# Tile is 1/2" higher than the wood floor



## Grampa Bud (Apr 6, 2009)

Why not? There are thresholds for differing floor heights. Wood to carpet. Tile to wood, whatever. If you want a perfectly flat transition, ie. no threshold; then just put down 1/2" osb underlayment and lay the hardwood.


----------



## Bob Mariani (Dec 1, 2008)

If the tile is higher use bull nose edging pieces


----------



## Karde (Sep 13, 2008)

*Grandpa Bud: *I agree that OSB to raise the floor would be ideal, but this would mean the entire first floor and get expensive (I am still considering it though).

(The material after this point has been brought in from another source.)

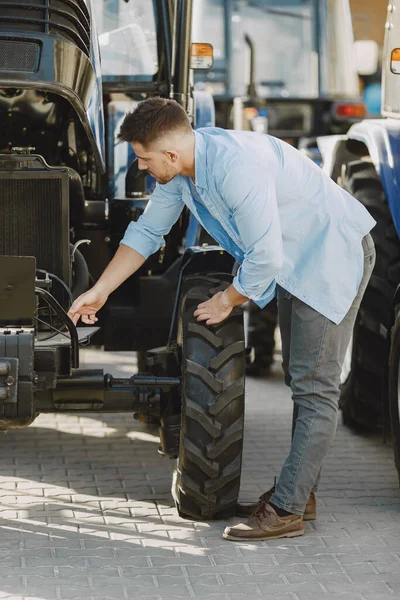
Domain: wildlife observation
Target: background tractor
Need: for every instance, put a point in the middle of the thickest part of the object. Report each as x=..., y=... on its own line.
x=366, y=163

*Bob: *I like the idea of a bull nose, but I am concerned that it may be a trip hazard. Are you of the opinion that at a height of 1/2" that I should not be concerned?


----------



## waterman1971 (Apr 19, 2009)

Bob Mariani said:


> If the tile is higher use bull nose edging pieces


 This !


----------



## Grampa Bud (Apr 6, 2009)

Another posibility if you have 12 feet of floor space running out into your living room from the tile edge would be to put a 1-1/2 wide x 1/2" furring strip at the tile. Then every 16 inches put down a 7/16, then a 3/8, then a 5/16, then a 1/4, then a 3/16, then a 1/8, then a 1/16 inch furring strip. I really don't think you will see the slope @ 1/16" per 16 inches.


----------



## Floordude (Apr 23, 2009)

That's a good one Grandpa Bud. That might be the best way IMO.



Grampa Bud said:


> Another posibility if you have 12 feet of floor space running out into your living room from the tile edge would be to put a 1-1/2 wide x 1/2" furring strip at the tile. Then every 16 inches put down a 7/16, then a 3/8, then a 5/16, then a 1/4, then a 3/16, then a 1/8, then a 1/16 inch furring strip. I really don't think you will see the slope @ 1/16" per 16 inches.


----------



## Daniel Holzman (Mar 10, 2009)

I have almost exactly the same situation at my house. I made my own oak transition piece, 3-1/2 inches wide, 3/4 inch thick, back cut with a 3/4 inch wide, 1/2 inch deep dado to cover the tile. I cut a 30 degree bevel on the front of the transition piece, works fine, no trip problem, looks good. Or you can buy a standard transition piece from Bruce or another company that can accommodate most any transition height.


----------



## Karde (Sep 13, 2008)

Daniel Holzman said:


> I have almost exactly the same situation at my house. I made my own oak transition piece, 3-1/2 inches wide, 3/4 inch thick, back cut with a 3/4 inch wide, 1/2 inch deep dado to cover the tile. I cut a 30 degree bevel on the front of the transition piece, works fine, no trip problem, looks good. Or you can buy a standard transition piece from Bruce or another company that can accommodate most any transition height.



I thought about doing something like this too, but the wife is worried about how it will look.

Do you have a picture or two of your install that you wouldn't mind sharing?


----------